Moi et mon instrument de musique

Tout commence par une suggestion du prêtre au musicien: «Je te propose de commencer ton cours de demain avec la prière ou deux minutes de silence», lui dit-il gentiment. Surpris, ce dernier réagit fermement: «Il n’y a aucun lien entre le cours de musique et la prière. Je suis payé par heure de travail, le silence ne signifie absolument rien et il n’y a aucune place pour Dieu; il n’y a que moi et mon instrument de musique». Le troisième intervenant renchérit sur l’argent: «Je paie mon prof par heure de cours. Lui demander de prier pendant ce temps-là c’est le pousser à voler mon argent. Voilà deux minutes perdues à des stupidités, etc.».

Et moi? J’assiste passivement à ce genre de discussion inhabituelle. Le rejet de Dieu me surprend! Conviendrait-il de préférer le mot silence à prière? Faut-il encore y mettre du contenu, surtout dans un cadre où il y a diversité des convictions. Entendons par conviction: «Acquiescement de l'esprit fondé sur des preuves évidentes; certitude qui en résulte. Adhésion, assurance, certitude, confiance, croyance». Tout porterait à croire que ce prêtre, appelé par vocation à prier et à faire prier, se voit obligé de faire face à la dure réalité de la vie. Il prend conscience non seulement que son ministère ou mieux sa pastorale de proximité s’harmonise avec la liberté humaine et le respect d’autrui mais aussi qu'il existe des manières très diverses d'adorer Dieu.

Indifférence ou refus de Dieu

Que dire de cette attitude de rejet? Ressortissant d’une société qui accueille assez facilement la parole de Dieu, sans résistance, et où l’indifférence n’est pas de mise, je n’ose pas affirmer que le refus de Dieu est le propre du processus de "sécularisation" en cours dans certains pays. Dans ce contexte, «Les Eglises, elles aussi, ont une place à trouver, elles doivent se situer sans peur et sans orgueil, dans un certain Chapelle Ave-et-Auffevis-à-vis par rapport à cette société avec la certitude que celle-ci a besoin des croyants pour exister».
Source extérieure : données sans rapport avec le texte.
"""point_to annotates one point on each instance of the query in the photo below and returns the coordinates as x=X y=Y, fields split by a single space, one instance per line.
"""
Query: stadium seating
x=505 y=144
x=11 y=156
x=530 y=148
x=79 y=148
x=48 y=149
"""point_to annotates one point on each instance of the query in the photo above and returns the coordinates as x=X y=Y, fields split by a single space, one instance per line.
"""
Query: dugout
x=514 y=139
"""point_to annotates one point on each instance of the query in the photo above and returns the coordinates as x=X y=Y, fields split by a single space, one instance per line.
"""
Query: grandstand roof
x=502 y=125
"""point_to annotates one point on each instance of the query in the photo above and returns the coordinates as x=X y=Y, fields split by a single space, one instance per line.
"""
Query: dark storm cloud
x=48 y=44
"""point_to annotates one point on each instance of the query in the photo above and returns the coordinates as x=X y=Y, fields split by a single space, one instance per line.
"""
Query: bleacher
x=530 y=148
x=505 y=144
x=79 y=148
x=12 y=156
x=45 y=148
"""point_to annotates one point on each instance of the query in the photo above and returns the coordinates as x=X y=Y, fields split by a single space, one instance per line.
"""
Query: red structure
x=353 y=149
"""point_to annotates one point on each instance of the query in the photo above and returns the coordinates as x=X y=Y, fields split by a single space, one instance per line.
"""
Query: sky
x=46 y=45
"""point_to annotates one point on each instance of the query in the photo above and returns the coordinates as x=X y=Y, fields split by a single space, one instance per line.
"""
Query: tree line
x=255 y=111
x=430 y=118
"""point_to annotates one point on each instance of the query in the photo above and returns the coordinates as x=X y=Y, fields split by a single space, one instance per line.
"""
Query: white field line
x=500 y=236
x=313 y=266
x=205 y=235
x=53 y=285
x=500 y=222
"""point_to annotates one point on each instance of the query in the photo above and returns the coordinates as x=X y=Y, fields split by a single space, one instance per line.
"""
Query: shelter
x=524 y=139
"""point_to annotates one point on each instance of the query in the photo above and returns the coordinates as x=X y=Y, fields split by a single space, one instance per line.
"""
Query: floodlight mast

Loin d'en être choqué je m’interroge pourtant sur cette exhortation de saint Paul: «Frères, je vous exhorte au nom de notre Seigneur Jésus Christ à être tous vraiment d'accord; qu'il n'y ait pas de division entre vous, soyez en parfaite harmonie de pensées et de sentiments» (1 Corinthiens 1:10)! La prière pour l’unité des chrétiens serait-elle un rapprochement ou une simple accentuation des diversités culturelles et religieuses? Il me semble que les violences tant verbales que physiques qui secouent notre monde l’éloignent de l’idéal d'harmonie de pensées et de sentiments, sans jamais anéantir l’amour.